Governo Lula avalia ampliação de subvenções ao diesel
Governo estuda prorrogar subsídios para o diesel devido à guerra no Oriente Médio.
O ministro do Desenvolvimento, Indústria, Comércio e Serviços, Márcio Elias Rosa, anunciou que o governo federal está considerando a prorrogação dos subsídios destinados a produtores e importadores de diesel. A declaração foi feita em um seminário promovido pela Ferjan, no Rio de Janeiro.
De acordo com o ministro, a iniciativa visa mitigar os impactos negativos no setor produtivo, especialmente em um momento em que a guerra no Oriente Médio, envolvendo Estados Unidos, Israel e Irã, continua a pressionar o mercado internacional de petróleo.
“No presente momento, de certo modo, está contido o impacto [da guerra no preço do diesel]. Mas é óbvio que, infelizmente, a guerra não acabou e há um efeito negativo dela que ainda está por vir”, afirmou Elias Rosa.
O governo se mostrou disposto a reeditar ou ampliar as medidas para conter a alta dos combustíveis e proteger os setores mais vulneráveis da economia. “É possível que nós tenhamos que reeditar essas medidas ao longo do período. Há uma disposição do governo, que é a de não perder o ‘timing’”, acrescentou.

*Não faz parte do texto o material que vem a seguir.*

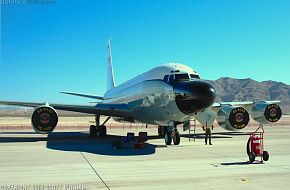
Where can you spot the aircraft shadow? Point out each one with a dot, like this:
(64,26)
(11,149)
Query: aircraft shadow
(240,163)
(202,136)
(81,142)
(21,139)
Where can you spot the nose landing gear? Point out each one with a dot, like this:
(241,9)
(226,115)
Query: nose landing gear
(172,134)
(99,129)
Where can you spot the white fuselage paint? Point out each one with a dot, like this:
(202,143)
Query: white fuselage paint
(150,99)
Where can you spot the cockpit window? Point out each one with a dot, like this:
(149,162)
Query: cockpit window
(181,76)
(165,79)
(171,78)
(194,76)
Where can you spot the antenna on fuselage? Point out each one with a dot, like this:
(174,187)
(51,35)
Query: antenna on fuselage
(111,79)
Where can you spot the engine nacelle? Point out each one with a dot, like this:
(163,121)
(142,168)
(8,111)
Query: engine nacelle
(233,118)
(263,112)
(44,119)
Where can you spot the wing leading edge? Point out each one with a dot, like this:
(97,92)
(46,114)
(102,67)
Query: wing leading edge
(115,110)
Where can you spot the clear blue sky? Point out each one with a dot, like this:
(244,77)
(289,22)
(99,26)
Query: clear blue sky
(47,48)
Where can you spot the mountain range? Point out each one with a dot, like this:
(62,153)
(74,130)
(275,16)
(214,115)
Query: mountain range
(231,89)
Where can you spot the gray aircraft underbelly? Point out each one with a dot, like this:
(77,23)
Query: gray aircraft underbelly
(152,102)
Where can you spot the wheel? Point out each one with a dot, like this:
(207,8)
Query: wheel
(252,157)
(93,131)
(265,156)
(163,131)
(102,131)
(248,147)
(168,138)
(176,138)
(160,131)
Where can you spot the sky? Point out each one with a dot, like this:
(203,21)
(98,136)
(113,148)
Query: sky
(52,45)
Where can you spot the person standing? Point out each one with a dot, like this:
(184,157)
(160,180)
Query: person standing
(207,130)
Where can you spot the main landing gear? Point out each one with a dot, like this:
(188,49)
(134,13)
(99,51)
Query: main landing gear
(99,129)
(170,134)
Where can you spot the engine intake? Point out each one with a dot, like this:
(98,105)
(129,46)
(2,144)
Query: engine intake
(233,118)
(263,112)
(44,119)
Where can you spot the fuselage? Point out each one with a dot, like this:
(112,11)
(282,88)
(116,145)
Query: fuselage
(164,94)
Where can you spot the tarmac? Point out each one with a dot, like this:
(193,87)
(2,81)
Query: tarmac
(69,159)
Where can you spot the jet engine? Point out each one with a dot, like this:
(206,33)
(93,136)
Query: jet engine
(263,112)
(44,119)
(232,118)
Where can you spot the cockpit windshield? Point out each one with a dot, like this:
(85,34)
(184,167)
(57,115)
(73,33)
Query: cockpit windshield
(181,76)
(194,76)
(184,76)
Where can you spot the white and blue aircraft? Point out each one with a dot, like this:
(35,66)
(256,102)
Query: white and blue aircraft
(166,96)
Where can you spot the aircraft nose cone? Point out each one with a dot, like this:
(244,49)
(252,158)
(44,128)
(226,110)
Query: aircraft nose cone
(193,96)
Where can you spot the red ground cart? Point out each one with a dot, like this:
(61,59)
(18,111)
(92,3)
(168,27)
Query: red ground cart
(255,145)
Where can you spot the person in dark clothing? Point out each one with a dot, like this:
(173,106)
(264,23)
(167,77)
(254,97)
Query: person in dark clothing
(207,134)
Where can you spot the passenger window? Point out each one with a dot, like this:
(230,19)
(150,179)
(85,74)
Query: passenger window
(165,78)
(194,76)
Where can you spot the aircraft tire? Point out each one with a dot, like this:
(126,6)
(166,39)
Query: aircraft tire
(252,157)
(93,131)
(265,155)
(102,131)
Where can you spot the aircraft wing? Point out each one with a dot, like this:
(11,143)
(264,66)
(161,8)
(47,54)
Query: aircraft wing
(83,95)
(209,115)
(117,110)
(220,104)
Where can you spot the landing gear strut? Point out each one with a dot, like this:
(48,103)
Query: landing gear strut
(172,134)
(99,129)
(162,130)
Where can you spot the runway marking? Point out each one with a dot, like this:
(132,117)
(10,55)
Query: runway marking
(95,171)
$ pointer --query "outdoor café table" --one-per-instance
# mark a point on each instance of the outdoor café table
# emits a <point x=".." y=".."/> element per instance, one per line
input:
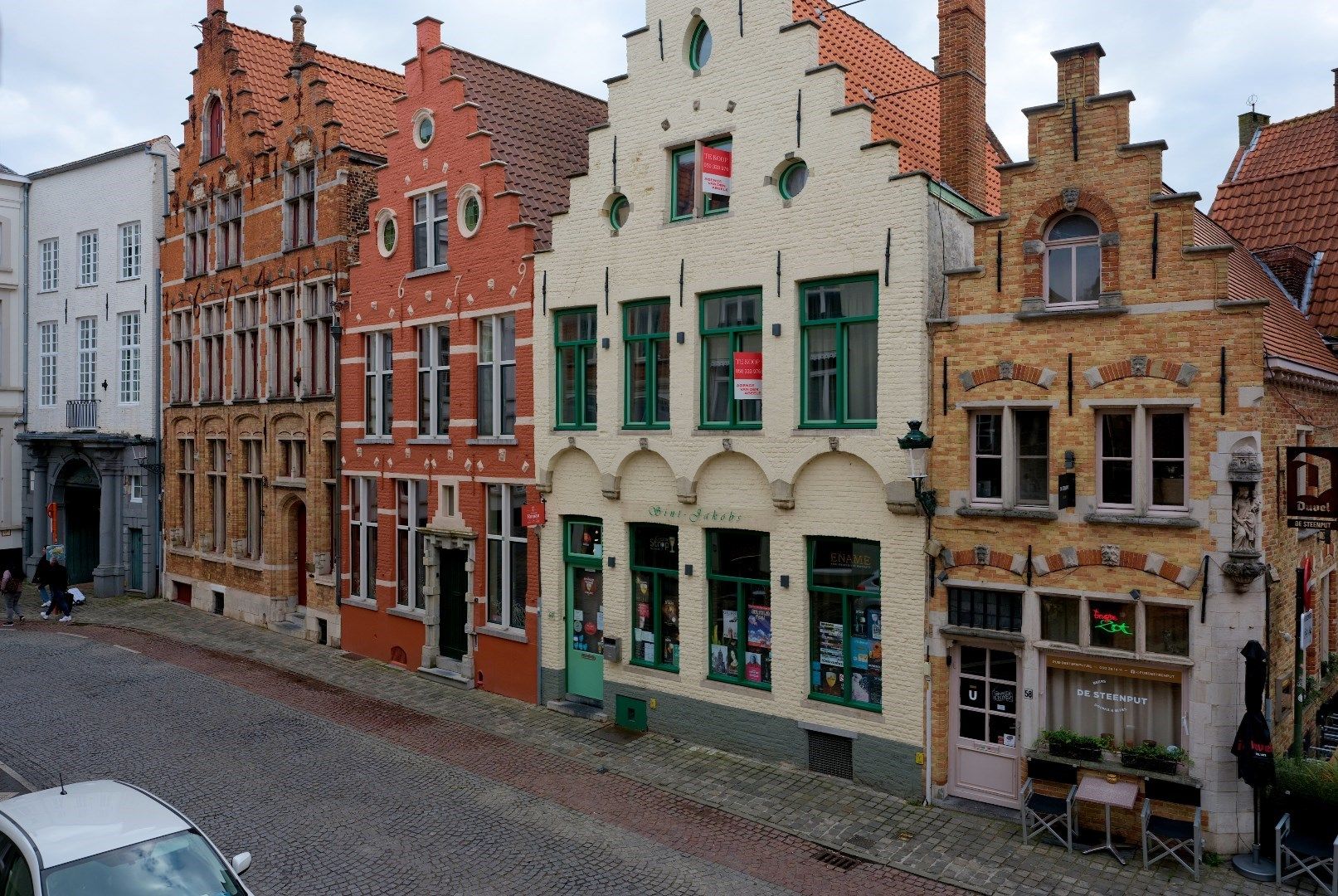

COMO FUNCIONAM OS SUBSÍDIOS
Em março deste ano, o governo já havia implementado medidas emergenciais para controlar o aumento do diesel, como a zeragem de PIS/Cofins sobre o combustível e a criação de subsídios temporários.
Inicialmente, foi concedida uma subvenção de R$ 0,32 por litro. Posteriormente, o governo introduziu um adicional de R$ 1,20 por litro para importadores de diesel, que é dividido igualmente entre a União e os Estados, com R$ 0,60 pagos por cada parte. Para o diesel produzido no Brasil a partir de petróleo nacional, o adicional foi fixado em R$ 0,80 por litro. O ministro destacou que “as duas medidas que foram tomadas reduziram o risco de explosão de preços”.
GOVERNO NÃO DESCARTA NOVAS AÇÕES
Elias Rosa afirmou que não descarta a possibilidade de aumentar o total da subvenção. O governo continuará adotando ações para minimizar os impactos das incertezas geopolíticas sobre o setor produtivo. “Vamos tomar todas as medidas que sejam necessárias sem o receio de tomar a decisão para socorrer o setor privado mais vulnerável diante dessas incertezas geopolíticas”, disse.
Até o momento, o governo não divulgou quando decidirá sobre a possível prorrogação dos subsídios, a duração das medidas nem qual poderá ser o custo de uma eventual ampliação do programa.